Once a vehicle is reposessed and sold off, any balance due is due in full immediately. There are no payments.
Rather than let the car go back, see if you can re-finance it. You could get a lower payment. Otherwise you’ll have to pay the difference between the auction price and the amount owed on the car. Otherwise turn it back in and wait for the bill, then file bankruptcy on it.
You can file chapter 13, keep the car and only pay what the car is worth now.
How you handle it all depends on how you want your credit to look afterwards.
how ever much you still owe on the car after the auction (where I live anyway) you have 90days to pay off car or take out a new loan, which after a repo good luck on a loan.
If you let a car go back (voluntary repossession) The bank will sell the vehicle (usually at auction) and apply the proceeds (less all expenses and fees) to the loan balance.

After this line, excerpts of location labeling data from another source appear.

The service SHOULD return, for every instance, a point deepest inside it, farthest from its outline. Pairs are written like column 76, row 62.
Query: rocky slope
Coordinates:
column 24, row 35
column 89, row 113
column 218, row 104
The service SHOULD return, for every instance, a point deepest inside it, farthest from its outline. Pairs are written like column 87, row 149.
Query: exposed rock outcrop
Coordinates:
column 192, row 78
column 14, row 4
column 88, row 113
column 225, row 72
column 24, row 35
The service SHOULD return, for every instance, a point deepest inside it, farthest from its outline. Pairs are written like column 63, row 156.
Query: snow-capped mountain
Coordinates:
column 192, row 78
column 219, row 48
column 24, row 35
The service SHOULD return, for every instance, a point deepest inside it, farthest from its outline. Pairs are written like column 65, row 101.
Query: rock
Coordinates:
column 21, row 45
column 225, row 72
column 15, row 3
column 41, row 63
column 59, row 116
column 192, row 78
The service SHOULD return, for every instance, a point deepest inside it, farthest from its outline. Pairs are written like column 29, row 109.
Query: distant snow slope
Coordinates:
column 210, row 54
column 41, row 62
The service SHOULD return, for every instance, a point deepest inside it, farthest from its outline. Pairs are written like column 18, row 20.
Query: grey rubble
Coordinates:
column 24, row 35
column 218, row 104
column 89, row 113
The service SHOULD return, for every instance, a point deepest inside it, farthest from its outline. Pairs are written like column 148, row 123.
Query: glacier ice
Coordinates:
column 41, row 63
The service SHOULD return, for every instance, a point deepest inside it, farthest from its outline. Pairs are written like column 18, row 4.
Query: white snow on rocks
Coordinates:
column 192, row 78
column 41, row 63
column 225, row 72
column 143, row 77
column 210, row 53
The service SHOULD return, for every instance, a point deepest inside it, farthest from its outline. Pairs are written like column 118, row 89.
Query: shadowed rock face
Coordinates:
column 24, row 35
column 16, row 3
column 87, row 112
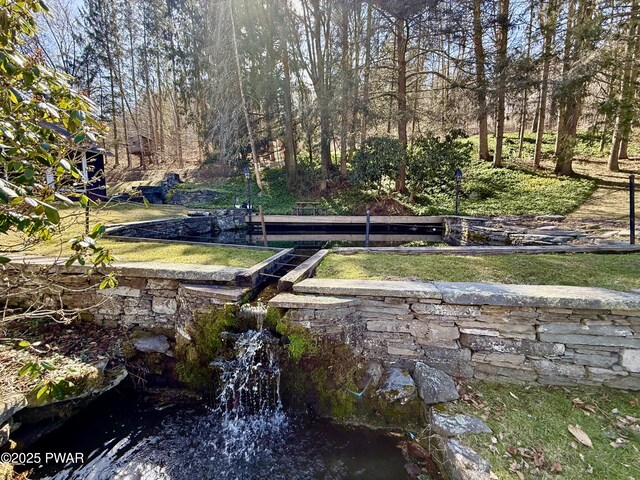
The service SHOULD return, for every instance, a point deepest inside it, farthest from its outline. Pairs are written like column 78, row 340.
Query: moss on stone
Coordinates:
column 322, row 375
column 193, row 358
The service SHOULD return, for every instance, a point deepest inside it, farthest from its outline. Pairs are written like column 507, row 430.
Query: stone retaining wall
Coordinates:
column 464, row 231
column 222, row 220
column 148, row 295
column 514, row 333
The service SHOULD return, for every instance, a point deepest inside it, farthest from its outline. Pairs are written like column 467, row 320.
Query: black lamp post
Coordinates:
column 458, row 182
column 247, row 175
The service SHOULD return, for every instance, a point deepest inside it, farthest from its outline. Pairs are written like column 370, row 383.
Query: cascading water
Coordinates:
column 249, row 407
column 245, row 436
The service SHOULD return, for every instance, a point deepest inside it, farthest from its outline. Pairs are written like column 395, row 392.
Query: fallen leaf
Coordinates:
column 583, row 438
column 619, row 442
column 586, row 407
column 556, row 467
column 538, row 459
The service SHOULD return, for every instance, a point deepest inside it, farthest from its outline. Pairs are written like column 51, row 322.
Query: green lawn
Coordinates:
column 487, row 191
column 186, row 253
column 72, row 226
column 619, row 272
column 530, row 425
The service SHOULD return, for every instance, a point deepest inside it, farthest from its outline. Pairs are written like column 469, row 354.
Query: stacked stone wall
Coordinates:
column 512, row 341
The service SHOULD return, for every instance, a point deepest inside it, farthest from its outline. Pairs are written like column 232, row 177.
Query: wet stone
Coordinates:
column 465, row 464
column 434, row 386
column 398, row 386
column 453, row 425
column 157, row 344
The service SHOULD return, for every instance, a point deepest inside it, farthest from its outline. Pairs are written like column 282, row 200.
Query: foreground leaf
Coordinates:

It will most likely sell for somewhere in the $6000-8000 range, depending on miles and condition. The fees will most likely be in the $500 range, so you are looking at a net credit to your balance of no more than $7500. This is going to leave you owing a balance of at least $7500 and most likely more.
The bank will want that balance to be paid in one payment. They may work out a payment plan for you, but more than likely they will file suit, obtain a judgment and garnishee your wages (and those of your spouse if you were both on the loan.

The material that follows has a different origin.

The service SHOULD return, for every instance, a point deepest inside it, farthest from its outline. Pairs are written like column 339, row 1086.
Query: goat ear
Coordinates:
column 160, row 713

It would be a whole lot better for you to find a way to make the payments on the vehicle. Perhaps a second job might be needed for a while. A repossession will remain on your credit for 7 years, and the deficiency balance will remain reported for 7 years after you pay it off. You need to find a way to avoid the repossession
With a repo, whether it’s voluntary or not, what they will do is put the vehicle up for sale. If it sells for less than what you owe (and you can bet it will) you are responsible for the difference, in cash, immediately. You can’t sell it yourself without their permission because you don’t own it, they are still a lien holder on the title. Go to the dealer and talk to them and see what, if anything, they can do for you.

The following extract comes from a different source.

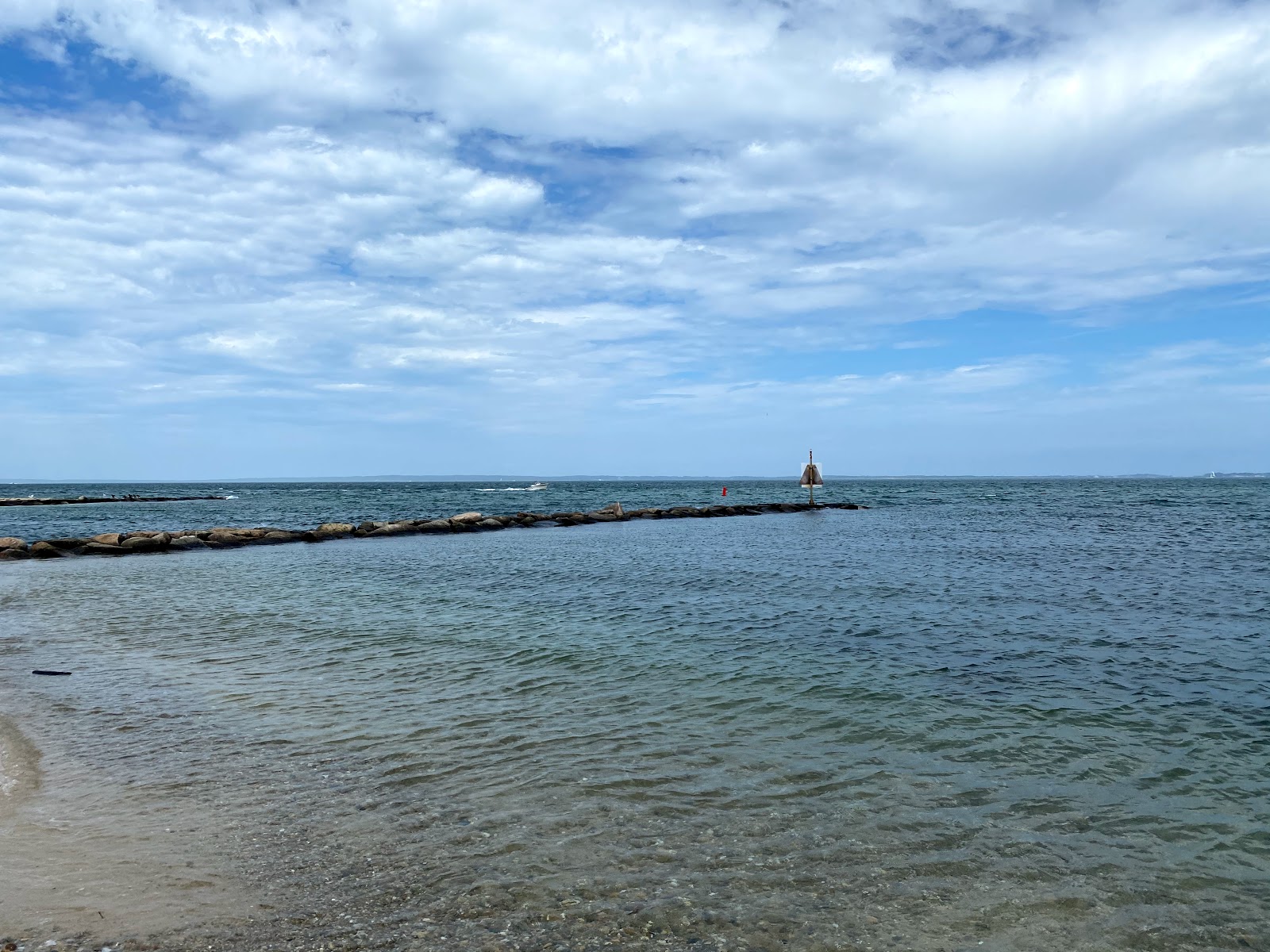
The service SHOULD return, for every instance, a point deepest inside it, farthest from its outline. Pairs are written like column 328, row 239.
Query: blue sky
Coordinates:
column 391, row 236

never sell back to the dealers, they will take you for all they can, especially if they know your in financial trouble
sell it for as much as you can and if you are still under, get a personal loan through a credit union
you can also refinance your home after 6 months of timely payments (and good credit). when you refi, you can include the amount of the car in it so it will be spread of the life of the home loan. your payments will go up about 10 to 15 bucks a month for every 1K added
if you get it repoed, even if voluntary, it still goes in your credit
IF YOU COULD FIND SOMEONE WITH GOOD CREDIT THEY COULD ASSUME YOUR LOAN, YOU ARE STUCK WITH THE CAR SO YOU MIGHT TRY TRADING IT IN FOR A USED CAR WITH ENOUGH BOOK VALUE TO HIDE YOUR NEGATIVE EQUITY. IF IT QUALIFIES YOU MIGHT SPREAD OUT YOUR PAYMENT ENOUGH TO LOWER THEM
Fire4511 gave a great answer. I’ll only add that you should at least call the bank. Since you already know the worst case scenario, they can’t possibly give you any worse news. Banks would rather not repo a car as it means they will usually lose money. Plus the cost of taking you to court.
Why did you knowingly spread yourself so thin on finances? A car repo will look very bad on your credit. And do you really want your wages garnished?